The solar was a room in many English and French medieval manor houses, great houses and castles, mostly on an upper storey, designed as the family's private living and sleeping quarters. Within castles they are often called the "Lords' and Ladies' Chamber" or the "Great Chamber".

==Etymology==
The word solar has two possible origins: it may derive from the Latin word solaris meaning sun (often a room with the brightest aspect), or — as the solar provided privacy for its occupants — it may come from the Latin word, solus, meaning, "alone".

==Function==
In some houses, the main ground-floor room was known as the Great Hall, in which all members of the household, including tenants, employees, and servants, would often or could sometimes eat. Those of highest status would be at the end, often on a raised dais, and those of lesser status seated further down the hall. But a need was felt for more privacy to be enjoyed by the heads of the household, encouraged by the senior women, who wanted a daytime space to talk, read and view parts of the grounds. The solar was the key inner family room, for seclusion from the hustle, bustle, noise and smell (above all from cooking) of the great hall.

The solar was generally smaller than the great hall as it was not expected to house so many people. It was a room of comfort and status, and usually included a fireplace and often decorative woodwork or tapestries/wall hangings.

The solar was almost ubiquitous among late castles across the British Isles, such as Broughton Castle, in Oxfordshire, and Stokesay Castle in Shropshire. In the medieval house of Great Dixter, in East Sussex, the solar is the uppermost room. It currently consists of three rooms and a late 15th century fireplace after being restored and remodelled by architect Edwin Lutyens. In Windsor Castle its walls are painted green with gold stars.

In manor houses of Normandy and northern France, the solar was sometimes a separate tower or pavilion, away from the great hall to provide more privacy to the lord and his family.

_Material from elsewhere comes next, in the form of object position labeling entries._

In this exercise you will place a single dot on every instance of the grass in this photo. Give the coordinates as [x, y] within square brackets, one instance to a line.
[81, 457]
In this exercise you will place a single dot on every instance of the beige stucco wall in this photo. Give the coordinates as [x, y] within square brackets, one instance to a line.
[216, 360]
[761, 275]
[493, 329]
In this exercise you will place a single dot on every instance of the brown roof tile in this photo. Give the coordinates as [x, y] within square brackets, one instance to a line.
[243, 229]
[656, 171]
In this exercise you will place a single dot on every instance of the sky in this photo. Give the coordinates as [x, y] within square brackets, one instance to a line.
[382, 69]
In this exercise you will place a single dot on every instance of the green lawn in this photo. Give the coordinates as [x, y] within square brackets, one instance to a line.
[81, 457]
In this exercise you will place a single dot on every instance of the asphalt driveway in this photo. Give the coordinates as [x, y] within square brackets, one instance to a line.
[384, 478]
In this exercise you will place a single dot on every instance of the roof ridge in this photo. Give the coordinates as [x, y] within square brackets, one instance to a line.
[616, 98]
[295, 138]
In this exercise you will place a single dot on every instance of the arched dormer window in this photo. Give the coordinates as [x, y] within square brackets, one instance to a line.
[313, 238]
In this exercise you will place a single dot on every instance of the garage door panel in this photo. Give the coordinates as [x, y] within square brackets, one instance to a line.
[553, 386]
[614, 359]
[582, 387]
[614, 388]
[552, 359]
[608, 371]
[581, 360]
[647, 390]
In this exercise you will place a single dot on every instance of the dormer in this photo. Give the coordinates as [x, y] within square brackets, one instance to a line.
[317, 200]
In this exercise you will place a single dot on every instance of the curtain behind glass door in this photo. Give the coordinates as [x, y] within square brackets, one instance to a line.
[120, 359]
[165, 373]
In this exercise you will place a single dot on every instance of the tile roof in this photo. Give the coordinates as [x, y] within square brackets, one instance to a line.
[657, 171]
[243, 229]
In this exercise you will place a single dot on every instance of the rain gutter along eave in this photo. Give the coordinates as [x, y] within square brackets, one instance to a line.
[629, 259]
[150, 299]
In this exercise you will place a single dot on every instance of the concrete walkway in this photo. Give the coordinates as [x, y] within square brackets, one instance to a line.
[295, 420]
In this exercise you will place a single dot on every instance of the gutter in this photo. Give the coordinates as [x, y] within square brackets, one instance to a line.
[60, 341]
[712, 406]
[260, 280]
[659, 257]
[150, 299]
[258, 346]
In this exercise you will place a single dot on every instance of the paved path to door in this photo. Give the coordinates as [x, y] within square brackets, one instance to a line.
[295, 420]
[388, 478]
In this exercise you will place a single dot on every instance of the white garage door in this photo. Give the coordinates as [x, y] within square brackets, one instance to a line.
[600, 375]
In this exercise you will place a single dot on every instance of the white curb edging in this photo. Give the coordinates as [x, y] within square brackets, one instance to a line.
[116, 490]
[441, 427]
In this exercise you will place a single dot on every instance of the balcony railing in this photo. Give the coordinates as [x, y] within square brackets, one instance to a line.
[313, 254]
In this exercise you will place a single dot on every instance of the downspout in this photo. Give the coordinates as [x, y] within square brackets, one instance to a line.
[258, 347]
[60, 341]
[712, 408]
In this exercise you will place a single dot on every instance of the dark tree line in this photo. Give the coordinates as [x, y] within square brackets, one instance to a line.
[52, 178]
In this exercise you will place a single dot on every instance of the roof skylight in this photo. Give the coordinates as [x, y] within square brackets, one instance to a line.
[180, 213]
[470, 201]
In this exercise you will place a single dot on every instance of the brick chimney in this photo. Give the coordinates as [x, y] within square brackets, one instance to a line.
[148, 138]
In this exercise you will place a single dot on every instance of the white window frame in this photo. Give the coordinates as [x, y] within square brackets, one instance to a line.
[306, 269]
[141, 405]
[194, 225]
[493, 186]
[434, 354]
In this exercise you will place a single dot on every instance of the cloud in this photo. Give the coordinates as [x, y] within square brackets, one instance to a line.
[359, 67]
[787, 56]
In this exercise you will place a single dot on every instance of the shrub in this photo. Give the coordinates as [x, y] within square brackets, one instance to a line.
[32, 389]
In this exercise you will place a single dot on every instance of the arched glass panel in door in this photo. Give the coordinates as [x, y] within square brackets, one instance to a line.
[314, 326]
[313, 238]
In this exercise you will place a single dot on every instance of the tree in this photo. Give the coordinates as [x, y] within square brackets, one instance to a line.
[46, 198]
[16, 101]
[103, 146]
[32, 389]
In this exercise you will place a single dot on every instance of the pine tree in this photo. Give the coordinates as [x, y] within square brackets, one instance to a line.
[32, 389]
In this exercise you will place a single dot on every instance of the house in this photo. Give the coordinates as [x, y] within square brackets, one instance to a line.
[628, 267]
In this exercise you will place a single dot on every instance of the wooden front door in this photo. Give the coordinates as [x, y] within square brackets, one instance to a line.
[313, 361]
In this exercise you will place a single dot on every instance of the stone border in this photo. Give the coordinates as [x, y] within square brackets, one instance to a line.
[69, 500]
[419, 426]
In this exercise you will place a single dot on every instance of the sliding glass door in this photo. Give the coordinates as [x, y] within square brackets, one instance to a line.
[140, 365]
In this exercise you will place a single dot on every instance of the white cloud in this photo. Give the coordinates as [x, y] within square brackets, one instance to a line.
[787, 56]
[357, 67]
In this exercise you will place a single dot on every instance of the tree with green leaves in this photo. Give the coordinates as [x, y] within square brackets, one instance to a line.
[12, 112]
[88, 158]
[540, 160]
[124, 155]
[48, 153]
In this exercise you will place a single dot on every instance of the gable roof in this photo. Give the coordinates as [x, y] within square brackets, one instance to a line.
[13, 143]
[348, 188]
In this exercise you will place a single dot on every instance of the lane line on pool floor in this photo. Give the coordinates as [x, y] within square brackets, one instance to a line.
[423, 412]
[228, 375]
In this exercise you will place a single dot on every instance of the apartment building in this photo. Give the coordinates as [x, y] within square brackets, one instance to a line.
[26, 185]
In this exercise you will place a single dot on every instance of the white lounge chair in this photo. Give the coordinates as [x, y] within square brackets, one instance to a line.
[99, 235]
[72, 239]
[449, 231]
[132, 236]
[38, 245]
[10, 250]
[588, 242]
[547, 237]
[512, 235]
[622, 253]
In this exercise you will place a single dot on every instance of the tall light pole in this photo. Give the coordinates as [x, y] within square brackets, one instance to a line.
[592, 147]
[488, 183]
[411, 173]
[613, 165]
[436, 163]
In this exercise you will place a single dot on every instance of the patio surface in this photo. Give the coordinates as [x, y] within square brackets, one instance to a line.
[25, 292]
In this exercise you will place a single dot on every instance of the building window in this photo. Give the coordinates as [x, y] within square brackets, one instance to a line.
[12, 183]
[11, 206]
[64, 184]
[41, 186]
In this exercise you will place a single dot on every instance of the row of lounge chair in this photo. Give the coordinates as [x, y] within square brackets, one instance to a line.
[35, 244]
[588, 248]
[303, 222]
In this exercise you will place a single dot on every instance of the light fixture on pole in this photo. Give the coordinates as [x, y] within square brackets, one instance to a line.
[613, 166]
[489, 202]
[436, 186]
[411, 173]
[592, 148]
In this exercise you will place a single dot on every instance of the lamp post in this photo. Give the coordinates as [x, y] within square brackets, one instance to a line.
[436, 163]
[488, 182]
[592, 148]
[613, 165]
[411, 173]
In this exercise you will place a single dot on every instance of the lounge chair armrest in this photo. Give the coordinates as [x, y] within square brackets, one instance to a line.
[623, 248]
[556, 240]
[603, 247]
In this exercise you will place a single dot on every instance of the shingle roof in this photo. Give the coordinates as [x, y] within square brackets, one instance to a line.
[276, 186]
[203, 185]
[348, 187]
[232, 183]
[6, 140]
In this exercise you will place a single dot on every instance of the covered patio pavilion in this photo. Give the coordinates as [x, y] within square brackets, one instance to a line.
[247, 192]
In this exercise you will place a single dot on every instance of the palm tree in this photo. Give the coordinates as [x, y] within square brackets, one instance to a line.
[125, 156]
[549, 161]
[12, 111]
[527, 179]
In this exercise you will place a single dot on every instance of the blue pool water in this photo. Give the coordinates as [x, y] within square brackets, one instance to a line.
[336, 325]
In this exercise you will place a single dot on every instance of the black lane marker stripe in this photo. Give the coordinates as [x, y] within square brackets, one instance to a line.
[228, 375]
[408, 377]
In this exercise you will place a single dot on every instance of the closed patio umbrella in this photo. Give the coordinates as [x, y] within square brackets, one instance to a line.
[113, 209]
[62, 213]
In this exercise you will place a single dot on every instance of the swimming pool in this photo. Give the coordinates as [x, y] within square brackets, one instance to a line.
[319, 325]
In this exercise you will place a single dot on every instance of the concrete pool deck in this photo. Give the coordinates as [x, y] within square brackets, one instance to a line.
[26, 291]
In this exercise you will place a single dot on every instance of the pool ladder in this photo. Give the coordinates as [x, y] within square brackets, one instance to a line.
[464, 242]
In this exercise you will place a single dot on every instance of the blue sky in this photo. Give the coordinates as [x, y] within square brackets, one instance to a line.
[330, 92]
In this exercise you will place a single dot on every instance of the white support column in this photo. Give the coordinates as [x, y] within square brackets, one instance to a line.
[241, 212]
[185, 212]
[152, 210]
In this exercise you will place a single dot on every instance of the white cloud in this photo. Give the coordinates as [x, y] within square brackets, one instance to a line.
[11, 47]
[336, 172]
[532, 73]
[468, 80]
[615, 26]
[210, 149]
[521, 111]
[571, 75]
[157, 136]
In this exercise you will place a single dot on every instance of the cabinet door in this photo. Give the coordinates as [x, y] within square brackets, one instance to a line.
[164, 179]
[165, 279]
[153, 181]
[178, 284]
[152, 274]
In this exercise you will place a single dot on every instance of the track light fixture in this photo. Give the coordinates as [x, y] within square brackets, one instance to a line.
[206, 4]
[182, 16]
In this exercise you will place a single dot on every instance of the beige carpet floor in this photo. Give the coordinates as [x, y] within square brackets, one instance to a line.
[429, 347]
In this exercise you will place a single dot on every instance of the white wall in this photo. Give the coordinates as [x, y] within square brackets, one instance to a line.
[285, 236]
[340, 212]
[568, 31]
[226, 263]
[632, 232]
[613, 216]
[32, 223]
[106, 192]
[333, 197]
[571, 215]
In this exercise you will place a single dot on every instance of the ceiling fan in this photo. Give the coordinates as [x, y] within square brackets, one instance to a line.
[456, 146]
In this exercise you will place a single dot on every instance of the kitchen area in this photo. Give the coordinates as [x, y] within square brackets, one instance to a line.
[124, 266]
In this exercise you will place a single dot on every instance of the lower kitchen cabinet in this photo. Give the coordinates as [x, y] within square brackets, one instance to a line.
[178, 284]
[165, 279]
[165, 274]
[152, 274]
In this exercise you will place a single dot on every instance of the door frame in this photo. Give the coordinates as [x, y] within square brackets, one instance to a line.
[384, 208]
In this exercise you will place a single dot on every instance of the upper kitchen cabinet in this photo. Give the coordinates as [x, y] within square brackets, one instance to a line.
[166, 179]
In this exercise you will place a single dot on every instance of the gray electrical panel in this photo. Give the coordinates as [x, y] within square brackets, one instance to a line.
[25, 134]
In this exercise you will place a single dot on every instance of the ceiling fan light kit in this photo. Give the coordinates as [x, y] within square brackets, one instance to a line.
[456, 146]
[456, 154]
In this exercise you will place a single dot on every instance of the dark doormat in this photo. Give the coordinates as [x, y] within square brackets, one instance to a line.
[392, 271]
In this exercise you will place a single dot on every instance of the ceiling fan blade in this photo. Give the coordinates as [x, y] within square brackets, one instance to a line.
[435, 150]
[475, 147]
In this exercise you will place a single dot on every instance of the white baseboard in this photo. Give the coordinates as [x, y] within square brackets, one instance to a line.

The possibly related term grianán (from Irish grian, "the sun"; often anglicised as "greenawn") was used in medieval Ireland for a sunny parlour or reception room. By extension it was used to refer to any summer palace or noble house.

==Paradigm examples==
In England from north to south:
- Edlingham Castle in Northumberland, castle in ruins but solar tower is mostly intact.
- Calverley Old Hall in West Yorkshire has a solar, now converted to holiday accommodation.
- Tattershall Castle, Lincolnshire, has hall and large solar block later converted into a tower.
- Longthorpe Tower, Peterborough, an extension to an existing fortified manor house.
- Beverston Castle near Tetbury, dating from the 13th century, has a surviving but ruined solar in the south tower of the west range, with a vaulted undercroft below.
- Highclere Castle near Newbury—the suite of rooms used by the owning family is shown in the television serial Downton Abbey, but the house is post-medieval.
- Great Dixter, in Northiam — home of the late British gardener and author Christopher Lloyd, has a recreated solar.